Unit 20 - Examples of Enzyme Reactions

What type of catalysis does RNase A use?

General acid-base catalysis.

What reaction does RNase A catalyze?

Hydrolysis of RNA to 2’-3’ cyclic nucleotide intermediates.

Which residues are critical for RNase A activity?

Histidine 12 and Histidine 119.

Why are histidine residues effective in RNase A?

Their pKa (~6) allows them to act as acid/base near physiological pH.

What is the role of His12 in RNase A?

Acts as a general base in the first step and a general acid in the second.

What is the role of His119 in RNase A?

Acts as a general acid in the first step and a general base in the second.

What is the kcat of RNase A?

Approximately 323 s⁻¹.

What enzyme uses Zn²⁺ to catalyze reactions?

Carbonic anhydrase.

What reaction is catalyzed by carbonic anhydrase?

CO₂ + H₂O ⇌ HCO₃⁻ + H⁺.

What residue coordinates the Zn²⁺ in carbonic anhydrase?

Histidine.

What role does His64 play in carbonic anhydrase?

It shuttles protons in and out of the active site.

Why is Zn²⁺ important in carbonic anhydrase?

It lowers the pKa of water to generate OH⁻ for nucleophilic attack.

What is the general mechanism of carbonic anhydrase?

Zn²⁺-activated water attacks CO₂ to form bicarbonate.

What is the typical structure of the carbonic anhydrase active site?

A Zn²⁺ coordinated by 3 His residues and a water.

What type of catalysis does chymotrypsin use?

Covalent catalysis and acid-base catalysis.

What type of bonds does chymotrypsin cleave?

Peptide bonds, specifically near aromatic residues.
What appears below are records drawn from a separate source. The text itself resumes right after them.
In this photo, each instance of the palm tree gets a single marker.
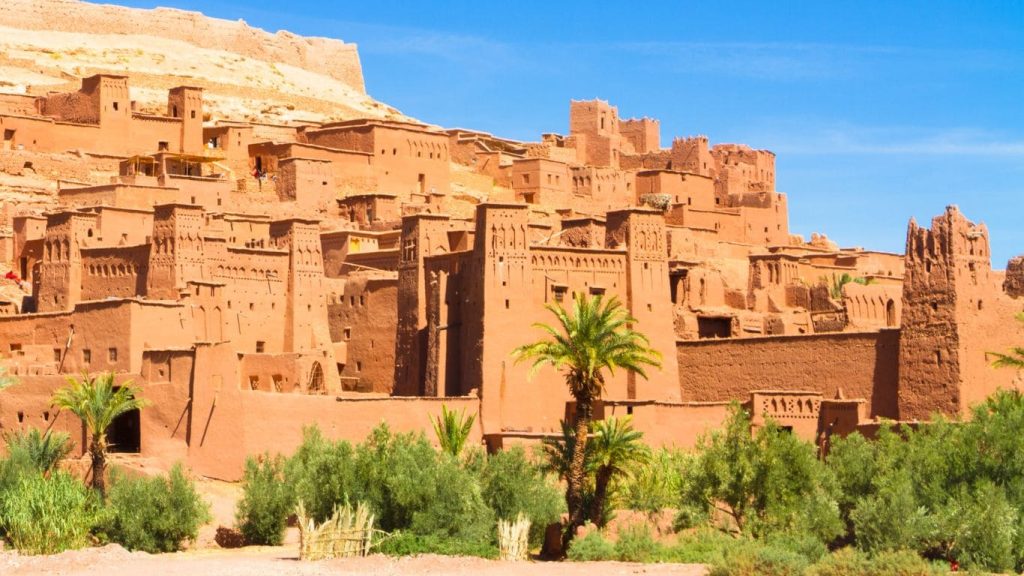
(1015, 357)
(453, 429)
(615, 451)
(97, 402)
(596, 337)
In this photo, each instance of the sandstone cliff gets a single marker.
(325, 55)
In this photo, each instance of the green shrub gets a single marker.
(155, 515)
(636, 544)
(322, 474)
(704, 545)
(412, 487)
(592, 547)
(43, 450)
(403, 543)
(982, 527)
(45, 516)
(266, 501)
(654, 486)
(903, 563)
(893, 519)
(511, 484)
(754, 559)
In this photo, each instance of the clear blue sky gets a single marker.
(877, 111)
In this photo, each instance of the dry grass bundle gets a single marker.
(347, 533)
(513, 538)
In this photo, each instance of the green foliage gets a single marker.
(266, 501)
(655, 485)
(592, 547)
(322, 474)
(154, 515)
(511, 484)
(768, 483)
(836, 284)
(97, 402)
(453, 429)
(412, 487)
(850, 562)
(404, 543)
(752, 559)
(636, 544)
(43, 450)
(45, 516)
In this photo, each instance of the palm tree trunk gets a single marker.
(578, 472)
(600, 495)
(98, 454)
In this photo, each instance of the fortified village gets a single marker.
(256, 276)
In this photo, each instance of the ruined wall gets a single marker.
(365, 317)
(326, 55)
(861, 365)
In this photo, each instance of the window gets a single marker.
(558, 292)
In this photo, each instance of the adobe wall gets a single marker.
(326, 55)
(861, 365)
(365, 317)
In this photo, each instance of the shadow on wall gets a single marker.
(885, 395)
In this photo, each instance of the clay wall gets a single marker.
(643, 133)
(682, 188)
(119, 273)
(538, 180)
(365, 317)
(861, 365)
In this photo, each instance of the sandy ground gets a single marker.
(283, 561)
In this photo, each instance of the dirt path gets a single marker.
(283, 561)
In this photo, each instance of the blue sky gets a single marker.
(878, 111)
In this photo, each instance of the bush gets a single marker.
(511, 484)
(155, 515)
(412, 487)
(266, 502)
(403, 543)
(754, 559)
(656, 485)
(322, 474)
(592, 547)
(43, 450)
(636, 544)
(45, 516)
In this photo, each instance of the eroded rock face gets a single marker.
(325, 55)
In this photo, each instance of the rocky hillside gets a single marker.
(249, 74)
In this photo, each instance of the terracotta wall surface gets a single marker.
(861, 365)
What artificial substrate is used to assay chymotrypsin?

Para-nitrophenyl acetate.

What observation supports the two-step mechanism of chymotrypsin?

Initial-burst kinetics indicating an acyl-enzyme intermediate.
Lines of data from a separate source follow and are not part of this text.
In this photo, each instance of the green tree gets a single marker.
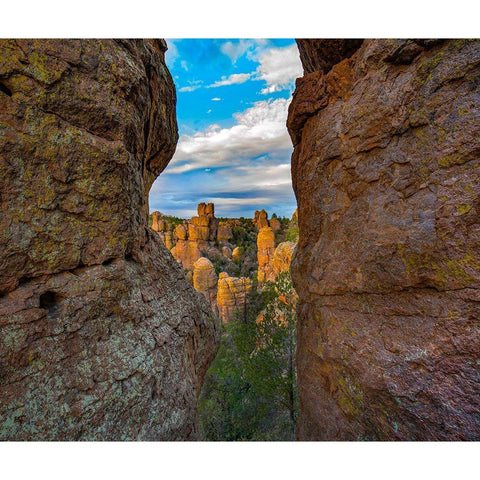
(250, 391)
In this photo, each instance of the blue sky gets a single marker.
(234, 149)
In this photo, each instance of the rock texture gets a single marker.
(260, 219)
(205, 280)
(265, 251)
(232, 295)
(101, 337)
(386, 173)
(282, 259)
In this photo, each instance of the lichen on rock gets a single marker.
(101, 336)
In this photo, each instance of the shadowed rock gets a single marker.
(101, 337)
(386, 174)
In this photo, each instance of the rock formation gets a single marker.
(282, 258)
(387, 178)
(265, 251)
(101, 337)
(205, 280)
(237, 254)
(232, 295)
(260, 219)
(275, 224)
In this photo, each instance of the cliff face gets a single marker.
(386, 173)
(101, 337)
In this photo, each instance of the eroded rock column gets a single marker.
(101, 337)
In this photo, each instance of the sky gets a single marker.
(234, 149)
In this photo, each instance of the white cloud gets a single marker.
(193, 85)
(190, 88)
(259, 130)
(279, 67)
(232, 79)
(235, 50)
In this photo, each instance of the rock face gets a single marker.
(101, 337)
(265, 251)
(205, 280)
(232, 295)
(282, 259)
(386, 173)
(260, 219)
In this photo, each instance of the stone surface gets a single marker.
(265, 251)
(275, 224)
(232, 295)
(260, 219)
(101, 337)
(282, 258)
(386, 174)
(237, 254)
(224, 233)
(205, 280)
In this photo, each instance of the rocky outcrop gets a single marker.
(260, 219)
(265, 251)
(101, 337)
(205, 280)
(275, 224)
(237, 254)
(232, 296)
(282, 258)
(386, 174)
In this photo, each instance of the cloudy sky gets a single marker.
(234, 149)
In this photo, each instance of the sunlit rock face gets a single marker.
(282, 258)
(101, 336)
(386, 174)
(205, 280)
(265, 251)
(232, 296)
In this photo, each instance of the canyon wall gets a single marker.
(386, 173)
(101, 336)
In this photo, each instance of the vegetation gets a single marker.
(250, 391)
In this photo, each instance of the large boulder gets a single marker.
(386, 173)
(232, 296)
(101, 337)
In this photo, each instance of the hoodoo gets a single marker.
(387, 178)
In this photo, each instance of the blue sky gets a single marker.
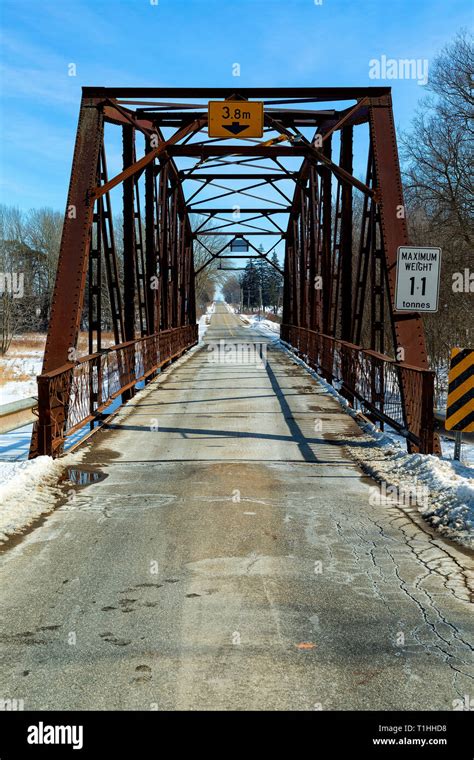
(187, 43)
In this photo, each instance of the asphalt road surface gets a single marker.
(232, 558)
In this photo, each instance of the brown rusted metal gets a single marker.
(329, 291)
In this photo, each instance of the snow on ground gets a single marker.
(204, 321)
(260, 324)
(438, 488)
(24, 370)
(30, 489)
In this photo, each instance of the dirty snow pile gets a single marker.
(440, 489)
(29, 489)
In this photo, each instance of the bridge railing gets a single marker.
(372, 382)
(78, 392)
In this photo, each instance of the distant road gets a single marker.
(233, 558)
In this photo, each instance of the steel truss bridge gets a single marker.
(339, 236)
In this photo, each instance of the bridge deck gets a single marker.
(230, 559)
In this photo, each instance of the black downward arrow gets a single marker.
(235, 127)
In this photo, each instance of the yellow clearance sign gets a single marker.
(460, 403)
(235, 118)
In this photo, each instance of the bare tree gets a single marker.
(437, 156)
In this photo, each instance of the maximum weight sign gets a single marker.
(418, 271)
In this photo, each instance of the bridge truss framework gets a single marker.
(340, 237)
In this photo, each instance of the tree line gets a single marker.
(259, 286)
(436, 159)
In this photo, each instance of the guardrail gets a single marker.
(78, 392)
(373, 382)
(16, 414)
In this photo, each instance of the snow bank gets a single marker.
(439, 489)
(30, 489)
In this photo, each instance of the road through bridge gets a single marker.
(232, 558)
(228, 551)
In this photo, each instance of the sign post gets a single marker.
(418, 272)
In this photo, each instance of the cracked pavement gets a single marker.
(233, 559)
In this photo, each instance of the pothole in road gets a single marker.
(81, 476)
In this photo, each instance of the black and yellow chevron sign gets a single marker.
(460, 403)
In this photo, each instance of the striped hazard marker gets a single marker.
(460, 403)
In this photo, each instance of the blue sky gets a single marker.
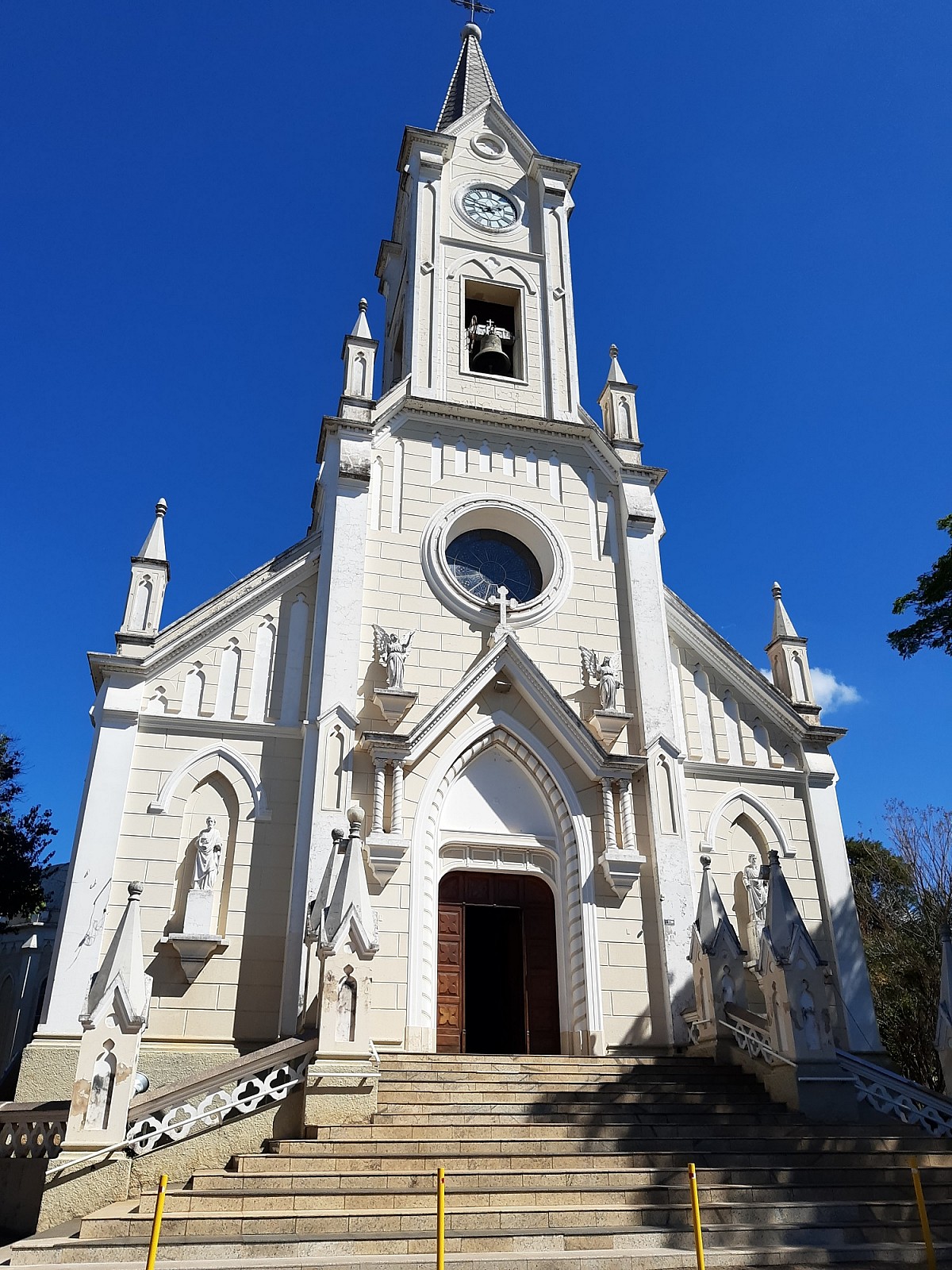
(194, 200)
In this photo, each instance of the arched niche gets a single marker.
(194, 768)
(495, 795)
(213, 795)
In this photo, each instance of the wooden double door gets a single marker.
(497, 968)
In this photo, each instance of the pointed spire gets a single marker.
(711, 914)
(471, 84)
(122, 968)
(148, 582)
(154, 546)
(782, 921)
(782, 625)
(619, 413)
(616, 375)
(790, 664)
(362, 329)
(351, 901)
(359, 355)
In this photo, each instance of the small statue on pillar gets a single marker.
(607, 673)
(390, 648)
(209, 848)
(113, 1020)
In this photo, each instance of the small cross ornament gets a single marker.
(503, 629)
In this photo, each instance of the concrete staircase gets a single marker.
(555, 1162)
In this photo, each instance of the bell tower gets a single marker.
(478, 275)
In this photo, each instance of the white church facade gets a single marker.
(474, 645)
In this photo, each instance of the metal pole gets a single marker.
(923, 1214)
(441, 1218)
(156, 1221)
(696, 1216)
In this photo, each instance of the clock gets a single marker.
(489, 209)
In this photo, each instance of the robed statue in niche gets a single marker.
(209, 848)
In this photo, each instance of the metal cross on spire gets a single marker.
(474, 6)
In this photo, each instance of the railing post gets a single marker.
(156, 1222)
(696, 1216)
(923, 1214)
(441, 1218)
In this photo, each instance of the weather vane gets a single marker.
(474, 6)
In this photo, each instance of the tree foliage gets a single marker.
(904, 895)
(932, 602)
(25, 841)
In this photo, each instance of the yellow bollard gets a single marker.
(923, 1214)
(156, 1222)
(696, 1214)
(441, 1217)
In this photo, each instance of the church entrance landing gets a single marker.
(497, 977)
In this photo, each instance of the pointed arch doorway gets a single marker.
(497, 965)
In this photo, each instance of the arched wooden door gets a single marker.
(497, 969)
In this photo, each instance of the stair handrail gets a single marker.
(259, 1079)
(894, 1095)
(753, 1035)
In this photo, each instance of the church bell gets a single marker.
(490, 357)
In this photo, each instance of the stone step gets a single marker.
(550, 1236)
(866, 1257)
(892, 1180)
(455, 1137)
(605, 1198)
(533, 1155)
(676, 1122)
(884, 1217)
(613, 1094)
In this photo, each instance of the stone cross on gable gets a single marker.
(505, 606)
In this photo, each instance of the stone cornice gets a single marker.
(537, 691)
(213, 728)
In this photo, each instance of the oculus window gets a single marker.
(484, 560)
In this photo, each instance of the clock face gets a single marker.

What reagent irreversibly inhibits chymotrypsin?

Diisopropylfluorophosphate (DIFP).

Which residue does DIFP modify in chymotrypsin?

Serine in the active site (Ser195).

What are the three key residues in the chymotrypsin catalytic triad?

Asp102, His57, Ser195.

What is the function of the catalytic triad in chymotrypsin?
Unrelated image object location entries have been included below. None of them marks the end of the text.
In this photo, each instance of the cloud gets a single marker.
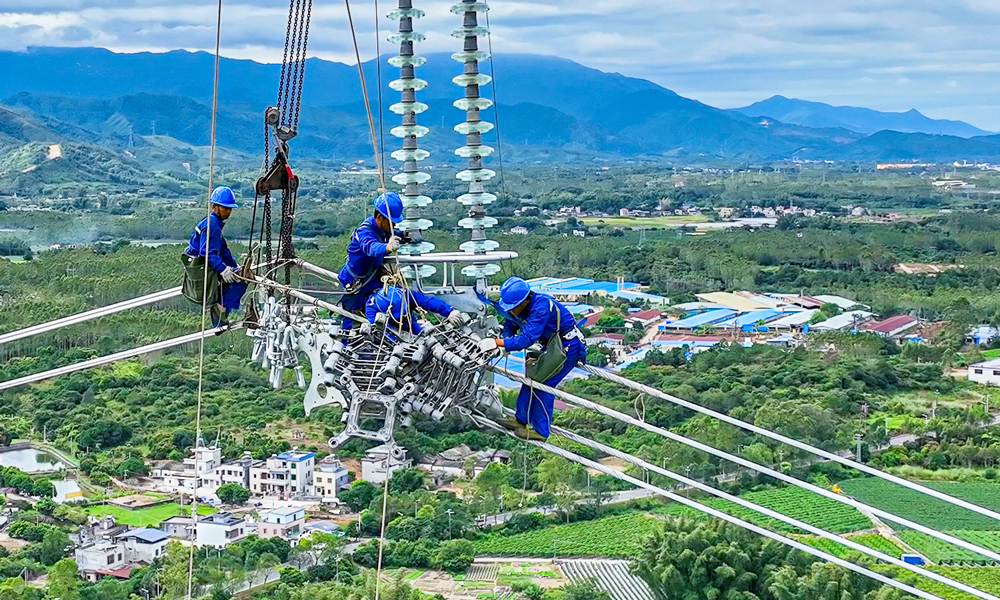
(727, 52)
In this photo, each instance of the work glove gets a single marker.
(456, 318)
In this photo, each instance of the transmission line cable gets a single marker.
(204, 295)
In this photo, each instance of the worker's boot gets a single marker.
(220, 317)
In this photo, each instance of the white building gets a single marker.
(204, 472)
(987, 373)
(178, 527)
(461, 461)
(98, 557)
(379, 464)
(237, 471)
(330, 477)
(220, 530)
(143, 545)
(284, 475)
(285, 522)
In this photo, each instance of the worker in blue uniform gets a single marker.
(533, 318)
(370, 244)
(396, 307)
(207, 241)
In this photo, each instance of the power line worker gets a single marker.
(207, 241)
(535, 318)
(372, 241)
(397, 307)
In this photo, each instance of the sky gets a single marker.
(938, 56)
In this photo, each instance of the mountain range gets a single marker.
(550, 109)
(860, 120)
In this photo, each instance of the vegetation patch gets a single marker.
(145, 517)
(929, 511)
(618, 537)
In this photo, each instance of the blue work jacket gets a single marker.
(219, 256)
(537, 323)
(417, 299)
(365, 253)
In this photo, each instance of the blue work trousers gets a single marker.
(356, 302)
(231, 294)
(535, 406)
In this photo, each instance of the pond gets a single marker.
(30, 461)
(34, 461)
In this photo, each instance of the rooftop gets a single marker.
(733, 301)
(225, 519)
(843, 321)
(146, 534)
(705, 318)
(749, 318)
(282, 511)
(295, 456)
(793, 319)
(891, 324)
(840, 301)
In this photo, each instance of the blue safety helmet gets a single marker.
(513, 292)
(224, 197)
(392, 302)
(390, 206)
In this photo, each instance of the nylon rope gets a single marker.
(609, 412)
(496, 105)
(573, 437)
(204, 296)
(633, 385)
(590, 464)
(364, 94)
(385, 491)
(378, 88)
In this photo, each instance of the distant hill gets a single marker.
(551, 110)
(860, 120)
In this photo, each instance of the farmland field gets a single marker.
(944, 553)
(984, 578)
(145, 517)
(672, 221)
(612, 576)
(793, 502)
(618, 537)
(926, 510)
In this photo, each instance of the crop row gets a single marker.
(986, 579)
(619, 536)
(794, 502)
(871, 540)
(926, 510)
(944, 553)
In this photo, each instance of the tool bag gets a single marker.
(194, 280)
(540, 366)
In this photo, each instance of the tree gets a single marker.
(233, 493)
(64, 580)
(405, 481)
(359, 495)
(265, 563)
(455, 556)
(292, 576)
(585, 590)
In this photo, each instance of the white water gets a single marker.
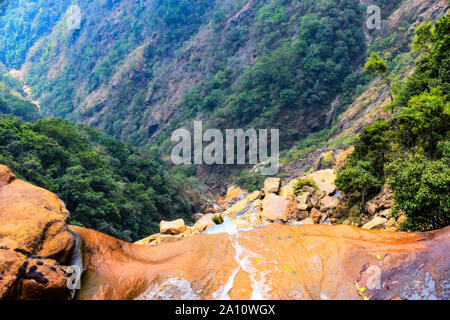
(242, 257)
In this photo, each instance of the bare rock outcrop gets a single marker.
(35, 243)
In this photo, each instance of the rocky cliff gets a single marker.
(274, 260)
To polarize Ser195 and enhance its nucleophilicity.

What stabilizes the transition state in chymotrypsin?

The oxyanion hole.

What is the magnitude of rate enhancement by chymotrypsin?

~10¹⁰-fold over uncatalyzed hydrolysis.

What structural model mimics the transition state of chymotrypsin?

Trypsin-BPTI complex.

What is BPTI?

Bovine pancreatic trypsin inhibitor that forms a tight complex with trypsin.

What does the BPTI structure reveal?

A trapped tetrahedral intermediate-like state.

What determines substrate specificity in serine proteases?

The shape and properties of the substrate binding pocket.

What residues do chymotrypsin, trypsin, and elastase prefer?

Aromatic, basic, and small residues, respectively.

What is the catalytic mechanism of hexokinase?

Phosphorylation of glucose using ATP.

What conformational change occurs in hexokinase?

Domain movement that closes around glucose and ATP.